His expression goes bleak. “So you ran away. Left me high and dry, with no explanation. Yeah, you must have loved me all right.”
“I did.” She shakes her head in despair. “And I still do. You scared me half to death today. The thought of losing you…”
James grits his teeth. He gives her a little shake, then yanks her into his arms.
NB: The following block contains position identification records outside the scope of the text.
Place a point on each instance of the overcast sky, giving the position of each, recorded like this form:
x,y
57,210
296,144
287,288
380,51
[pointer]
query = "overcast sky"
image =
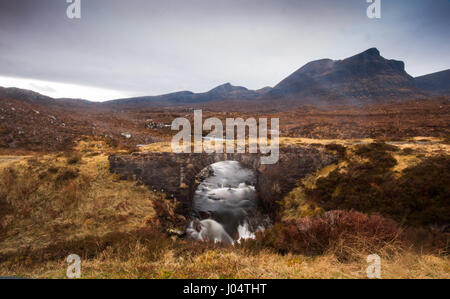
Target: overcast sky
x,y
146,47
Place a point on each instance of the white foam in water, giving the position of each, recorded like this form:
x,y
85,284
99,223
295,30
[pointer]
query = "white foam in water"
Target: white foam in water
x,y
228,195
210,230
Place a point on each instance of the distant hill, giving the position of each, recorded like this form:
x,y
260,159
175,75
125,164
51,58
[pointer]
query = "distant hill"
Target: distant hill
x,y
436,83
365,77
220,93
35,98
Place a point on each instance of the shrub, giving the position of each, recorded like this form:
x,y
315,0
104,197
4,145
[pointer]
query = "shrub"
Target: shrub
x,y
419,197
335,231
339,149
73,158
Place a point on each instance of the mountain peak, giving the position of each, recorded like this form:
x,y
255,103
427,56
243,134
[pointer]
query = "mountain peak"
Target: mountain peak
x,y
371,52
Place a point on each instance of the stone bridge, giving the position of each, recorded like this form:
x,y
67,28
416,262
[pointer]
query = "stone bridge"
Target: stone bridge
x,y
177,174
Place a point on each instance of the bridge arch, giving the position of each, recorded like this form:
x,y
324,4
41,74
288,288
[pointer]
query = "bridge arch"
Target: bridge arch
x,y
176,174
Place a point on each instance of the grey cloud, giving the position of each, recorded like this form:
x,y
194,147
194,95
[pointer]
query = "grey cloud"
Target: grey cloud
x,y
152,47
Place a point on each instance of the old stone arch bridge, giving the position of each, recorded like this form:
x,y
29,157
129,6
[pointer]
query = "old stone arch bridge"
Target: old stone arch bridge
x,y
176,174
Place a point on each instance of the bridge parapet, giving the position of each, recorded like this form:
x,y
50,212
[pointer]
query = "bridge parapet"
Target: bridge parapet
x,y
176,174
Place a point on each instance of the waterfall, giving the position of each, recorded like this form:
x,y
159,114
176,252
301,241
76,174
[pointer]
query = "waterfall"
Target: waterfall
x,y
223,204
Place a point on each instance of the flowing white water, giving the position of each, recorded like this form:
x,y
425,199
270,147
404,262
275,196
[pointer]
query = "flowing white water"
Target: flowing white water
x,y
223,204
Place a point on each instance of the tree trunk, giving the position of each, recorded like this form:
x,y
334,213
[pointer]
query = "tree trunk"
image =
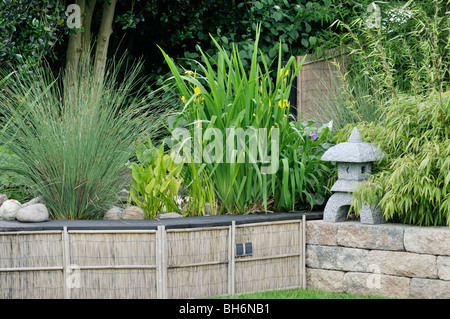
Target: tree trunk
x,y
87,21
103,39
74,48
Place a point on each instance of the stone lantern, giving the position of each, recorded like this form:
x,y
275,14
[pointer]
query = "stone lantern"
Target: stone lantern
x,y
354,167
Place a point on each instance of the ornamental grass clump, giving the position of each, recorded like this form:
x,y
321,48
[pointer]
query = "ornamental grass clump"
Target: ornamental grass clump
x,y
73,140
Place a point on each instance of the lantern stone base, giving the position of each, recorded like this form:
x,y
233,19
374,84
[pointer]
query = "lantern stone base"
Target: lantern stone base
x,y
338,205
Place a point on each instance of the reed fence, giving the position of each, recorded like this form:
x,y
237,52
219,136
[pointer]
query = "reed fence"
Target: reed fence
x,y
161,263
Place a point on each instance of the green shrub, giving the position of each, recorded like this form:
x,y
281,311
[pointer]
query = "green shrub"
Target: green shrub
x,y
413,184
74,141
156,180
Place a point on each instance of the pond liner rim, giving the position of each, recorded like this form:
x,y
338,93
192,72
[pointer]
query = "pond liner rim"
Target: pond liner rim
x,y
169,223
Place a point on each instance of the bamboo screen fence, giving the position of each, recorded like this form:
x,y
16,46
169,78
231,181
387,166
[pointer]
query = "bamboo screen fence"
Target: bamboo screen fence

She balks, because she’s all too aware of his injured chest, but he’s stronger than she remembers and wriggling doesn’t get her anywhere.
“Did someone say something to you?”
She remembers the ball; it was the worst night of her life. “Y-yes. At the New Year’s Ball. I didn’t know who she was, but she said… she mentioned how incompatible we were, how I’d end up being something I loathed, how we’d end up hating each other.” Alex lets out a hollow laugh. “Pretty much every doubt and fear I’d held since you proposed.”
James sighs. “And you didn’t mention this to me because?” Then he holds her at arms’ length. “What woman?”
“I don’t know.”
“What did she look like?”
Alex thinks back. “My height, dark hair. Pretty in a sharp sort of way. She wore a black cocktail dress and pumps. I remember that, because it seemed odd she wasn’t in heels.”
James’s expression is wary. “Did she have a name?”
“I didn’t ask. She walked off and I went home.”
He pulls away and stalks to his desk, rooting through papers. Then he holds up a photograph. “This her?”
The image is of a woman with ruffled hair wearing a rough jacket and trousers. But the face is the same. “Yes. Why do you have a photo of her?”
“Because that is Helen Cutter.” James slams a fist down on the desk. “Dammit!”